Intellectual Property > IP Newsflash > Substantial Controversy Exists to Support Declaratory Judgment Complaint under Totality of Circumstances Test Where Patentee’s Conduct Demonstrates Intent to Enforce its Patents
19 Sep '16

Asia Vital Components Co., Ltd. (AVC) filed a declaratory judgment complaint seeking a declaration that its K7 and K9 products do not infringe two of Asetek Danmark A/S’s (“Asetek”) patents. According to AVC, those two products were similar to products made by other companies that Asetek had sued for infringement. Asetek moved to dismiss the complaint, relying on the fact that it never accused the K7 and K9 products of infringement, and that it did not even know the products existed before AVC filed its complaint. The Court of Appeals for the Federal Circuit reversed the district court’s dismissal of the AVC complaint for lack of subject matter jurisdiction, finding that the complaint pled sufficient facts to show a substantial controversy between the parties.

The court applied the MedImmune totality of the circumstances test to determine whether an actual controversy existed between the parties. MedImmune, Inc. v. Genentech, Inc., 549 U.S. 118, 127 (2007). That test analyzes “whether the facts alleged, under all the circumstances, show that there is a substantial controversy, between the parties having adverse legal interests, of sufficient immediacy and reality to warrant the issuance of a declaratory judgment.” The court explained that this test requires that the case or controversy be a real and immediate injury or threat of future injury caused by the defendant. The test is objective and cannot be met by subjective or speculative fear of future harm.

In applying the totality of the circumstances test, the court addressed a variety of factors, including the status of the parties as competitors and Asetek’s history of enforcing its patent rights against other companies. But the court’s analysis focused most keenly on the history of interactions between the parties. For example, Asetek sent a demand letter to AVC, along with an infringement claim chart, accusing a product called Liquidmax 120s of infringement. In response, AVC told Asetek that it does not make the Liquidmax 120s product. The parties continued to exchange correspondence about Asetek’s patents, and ultimately, Asetek stated that it believed AVC was likely selling other infringing products in the United States, that Asetek enforces its patents through patent infringement lawsuits, and that Asetek would not license its patents to AVC in view of previous conflicts between the parties. A meeting took place between the parties during which AVC sought a license to Asetek’s patents and licensing terms were discussed, but no agreement was reached. Asetek never identified any specific AVC product that potentially infringes any of Asetek’s patents.

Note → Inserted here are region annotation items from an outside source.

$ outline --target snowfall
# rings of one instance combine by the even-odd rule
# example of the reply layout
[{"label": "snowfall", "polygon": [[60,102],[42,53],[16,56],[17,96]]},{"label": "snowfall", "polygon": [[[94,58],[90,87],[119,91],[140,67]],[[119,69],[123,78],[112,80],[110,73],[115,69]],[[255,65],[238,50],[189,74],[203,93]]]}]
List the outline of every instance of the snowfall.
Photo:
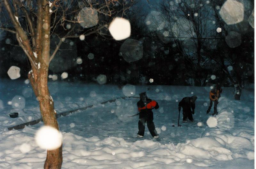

The court found that, under the totality of the circumstances, AVC showed that an actual controversy exists between it and Asetek. Even though Asetek incorrectly accused the Liquidmax 120s product of infringement, Asetek still sent AVC a demand letter that referenced a product that is similar to AVC’s K7 and K9 products. After Asetek was informed by AVC that it accused the wrong product of infringement, Asetek was undeterred and continued to press AVC about other unidentified products that Asetek alleged were likely infringing, and affirmatively stated that it would not license its patents. The totality of Asetek’s actions demonstrated intent to enforce its patents and the court found that this was sufficient to conclude that a substantial controversy existed between the parties at the time AVC filed its complaint.

Asetek argued, among other things, that, because it never referred to AVC’s K7 and K9 products, and in fact, did not even know about these products at the time the complaint was filed, there could not be a substantial controversy between the parties. The court rejected this argument, finding that the question of jurisdiction turns on whether, under all the circumstances, one can reasonably infer from Asetek’s actions that it intends to enforce its patents. Neither Asetek’s knowledge of specific AVC products, nor specific allegations by Asetek that specific products infringe its patents are relevant to the question of jurisdiction.

Asia Vital Components Co., Ltd. v. Asetek Danmark A/S., 2015-1597 (Fed. Cir. Sept. 8, 2016).
Judges Prost (opinion), Linn, Taranto.